Even with me enjoying and believing in my project, working in the void during the first few months was definitely one of the most challenging aspects of the project: having to believe in it alone, showing up everyday with no one to bounce ideas off just my own inner voice, and working on it with no other eyes on it felt draining.
Bringing Community to the Project

It felt like a vicious cycle: the less motivated I felt, the less proud I was of my work, and I wanted to show it to people less and less.
But I knew at least one thing: I needed art for my project. I will be so bold as to say that one of the most exciting aspects of getting a new TTRPG is flipping through the book and admiring the gorgeous pieces of art, and immersing yourself further in the world even before you ever get a party ready to play said game with you. I knew I needed art, and that was the first opening I had to expose my work to a community: I needed artists to illustrate the book and give a face and personality to the world I was describing. I contacted one of my peers from the graduate program, Brian Rushing, and asked him to make cover art, and character art for the different classes in the book. Having to introduce my world to someone else, and seeing him bring that world to life with his art gave me a much needed motivation boost to keep working at it.
Going to GDC and pushing myself to talk to others about my project helped me feel connected to a larger community of game developers and designers also working on their own projects. Hearing that people were curious and intrigued about the project made me return home with even more determination to push through and keep going with the project.
By then I had started to post art and lore about the classes on LinkedIn and put part of my project out there for the community to see and interact with. Sharing that part of me with others as I worked on the project helped me once again to feel connected to a larger whole.

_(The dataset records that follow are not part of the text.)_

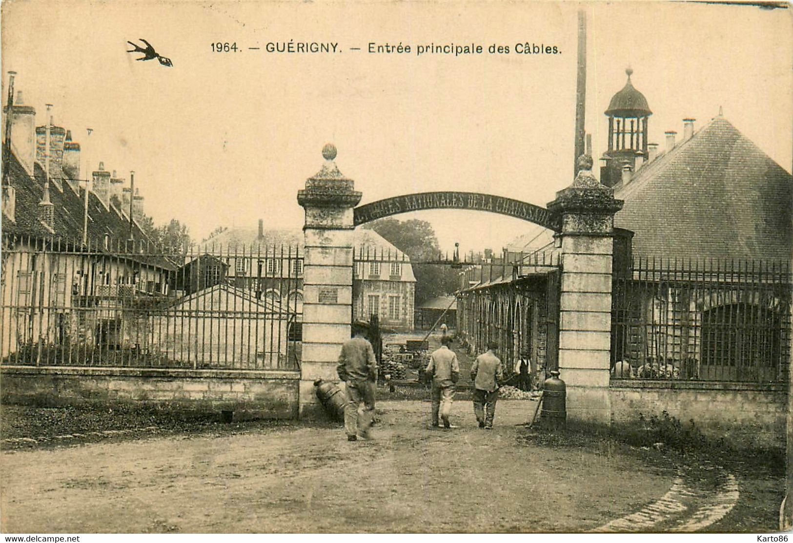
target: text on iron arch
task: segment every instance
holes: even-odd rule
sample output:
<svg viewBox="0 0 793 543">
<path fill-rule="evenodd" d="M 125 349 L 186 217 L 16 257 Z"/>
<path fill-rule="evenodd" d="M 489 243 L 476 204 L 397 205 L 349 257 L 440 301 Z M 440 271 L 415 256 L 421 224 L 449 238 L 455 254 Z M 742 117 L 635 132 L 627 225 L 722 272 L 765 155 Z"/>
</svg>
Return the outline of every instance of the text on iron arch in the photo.
<svg viewBox="0 0 793 543">
<path fill-rule="evenodd" d="M 378 200 L 356 207 L 354 220 L 357 226 L 400 213 L 443 209 L 489 211 L 530 221 L 552 230 L 561 227 L 559 217 L 544 207 L 503 196 L 454 191 L 423 192 Z"/>
</svg>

I started talking with my spouse about the different enemy classes and talking ideas back and forth about what we could do with them. We would spend 4 hours every night talking about the different enemy types and classes and, despite the grueling pace I set eager to playtest the game as soon as possible, it was incredibly enjoyable to be discussing these classes, enemies and characters aloud. Discussing, trying to improve them, imagining different scenarios where to put them. . . all of that made them feel real.

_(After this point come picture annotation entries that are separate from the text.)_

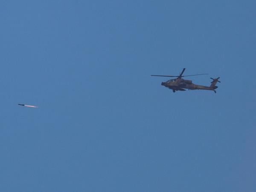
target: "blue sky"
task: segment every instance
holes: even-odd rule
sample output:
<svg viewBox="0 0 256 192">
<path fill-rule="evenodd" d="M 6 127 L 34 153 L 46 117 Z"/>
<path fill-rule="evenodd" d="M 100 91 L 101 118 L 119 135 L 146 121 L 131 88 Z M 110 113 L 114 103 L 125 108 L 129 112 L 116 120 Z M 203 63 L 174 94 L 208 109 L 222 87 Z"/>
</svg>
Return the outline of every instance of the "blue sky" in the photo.
<svg viewBox="0 0 256 192">
<path fill-rule="evenodd" d="M 1 1 L 0 191 L 256 191 L 256 9 Z"/>
</svg>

Time to playtest finally got here and a few of my friends from my usual D&D party showed up to play, and my spouse showed up to GM the session and I think that was when it hit me: it was real. It was something that was really happening. And despite what my harsh inner critic was saying, I was doing good progress. It only took a year of development to get me where I am. And now I have other people on the boat with me supporting me, helping me, giving their feedback, their encouragement and their energy; the conclusion of this project feels closer everyday. Opening up and seeing new emails with new art being developed fills me with excitement. Seeing my friends playing and having fun during a session makes me feel sure that this is a project that will soon be able to stand on its own two feet.
Where We Are Now

After three successful playtests, collecting a lot of feedback from my friends and having some art for NPCs and environments completed by the wonderful artists at Altergate Studios, the project is becoming something solid and real. Something I want to share with others, and think and talk about it non stop. I can’t wait to finally be able to expand my community and share more of it with the TTRPG community.

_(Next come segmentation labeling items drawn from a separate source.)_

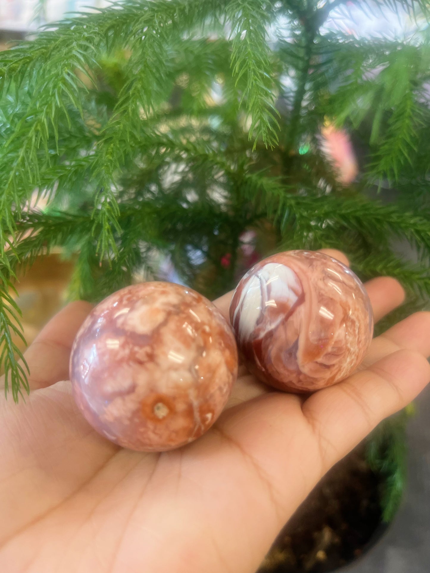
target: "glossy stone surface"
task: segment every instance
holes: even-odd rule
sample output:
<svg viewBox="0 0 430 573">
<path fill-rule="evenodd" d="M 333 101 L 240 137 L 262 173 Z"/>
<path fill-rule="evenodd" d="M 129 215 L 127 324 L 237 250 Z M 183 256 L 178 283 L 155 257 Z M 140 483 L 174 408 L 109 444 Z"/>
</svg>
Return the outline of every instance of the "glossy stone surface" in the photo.
<svg viewBox="0 0 430 573">
<path fill-rule="evenodd" d="M 230 319 L 249 370 L 298 393 L 350 374 L 373 333 L 359 279 L 339 261 L 310 251 L 279 253 L 255 265 L 236 287 Z"/>
<path fill-rule="evenodd" d="M 125 448 L 162 451 L 214 423 L 236 379 L 230 325 L 185 286 L 145 282 L 105 299 L 75 339 L 73 394 L 100 434 Z"/>
</svg>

I haven’t been a member of said community for too long. I started playing in January 2022 but ever since I started playing I can say without a doubt that it changed my life: it made me establish friendships, learn about the joy of sharing stories, struggles and being silly around others, it made me more comfortable in my skin, more creative, more expressive, and I can’t wait to be able to share some of this magic and joy with others around me.